Tosca

John Bolton Wood in Tosca

 

Last night with D to “Tosca.”

The production, directed by John Bell with sets by Michael Scott-Mitchell and costumes by Teresa Negroponte, is set in 1943-44 Rome, after the Germans took over.  This is intended to make more immediate to us the political and social situation in a way which might have been analogous to the position of the papal states in the original (when the liberal enemy was Napoleon).  Scarpia is an Italian fascist; he is assisted by Germans – cue a few swastikas.

The first act set is a very handsomely done Sant’Andrea della Valle ( a wider view here).

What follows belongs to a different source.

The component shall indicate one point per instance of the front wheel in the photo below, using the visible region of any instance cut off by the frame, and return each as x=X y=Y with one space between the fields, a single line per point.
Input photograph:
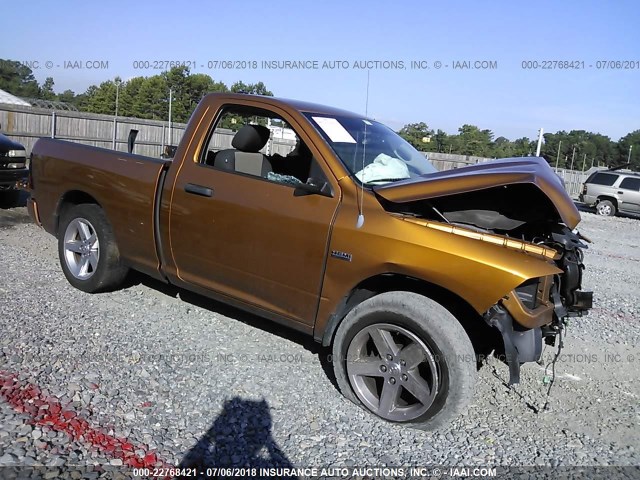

Apparently it is the size of this set and the need for four trips with the stage machinery at 7 minutes each to remove it which leads to the 35-minute first interval.  That’s John Bolton-Wood as the sacristan with the choir-boys here re-imagined as junior fascisti (love the long grey woollen shorts!).

Scarpia’s rooms are fascist-monumental.  When Tosca sings “Vissi d’arte” it is a soliloquy to us rather than to Scarpia, who walks out to a balcony at the rear.

The third act refigures the shepherd boy as one of a number of Jews awaiting (or so I thought: I have since read they are avoiding) transportation.  This begs the question of the cow-bells (which seemed quieter than usual, perhaps for that reason) but that is par for the course when things are up- or re-dated.  The setting is no longer the top of the Castel Sant’Angelo, but instead some kind of prison courtyard.  That’s fair enough on the redating premise but inevitably is less picturesque than the original.  Teasingly, there is still an elevated walkway at the rear.  It is caged in by barbed wire. How is Tosca going to do her jump? I guess that’s the point: she has nowhere to go – she will even be deprived of the leap.  When the moment comes, as if impelled by a race-memory of all Toscas, she runs up the stairs, but is machine-gunned on the barbed wire.

Christian Badea conducted.  Orchestrally things were pretty good save that the big french horn moment at the beginning of act III seemed a bit timid and the divisi celli were disappointingly scrappy.  The violas have a lot of ominous figures which came out well.

Korean tenor Yonghoon Lee was Caravadossi and (I suppose I should add: Greek soprano) Alexia Voulgaridou was Tosca.  They were good on the strong bits but from where I sat less affecting in the moments I expected to be more melting – maybe I was too close for these. Lee certainly has a fine ringing slightly baritonal voice. His Vittoria! was great.  The roles are due to be taken over later in the run by Cheryl Barker and Diego Torres. That is a pretty good and to my mind potentially a better “second cast” expressively though probably not so big-voiced.  Unfortunately an impending trip out of the country precludes my seeing them.

John Wegner as Scarpia was suffering from  “difficulties.”  He acted his way through these like a trouper.  I can’t say (as Peter McCallum did in his review) that this was just a matter of a cold (McCallum: “winter gremlin”).  If it wasn’t, that must be a matter of concern for Wegner and also for the company, given his impending appearance as Alberich at the end of the year.  So I guess we would all prefer that it was.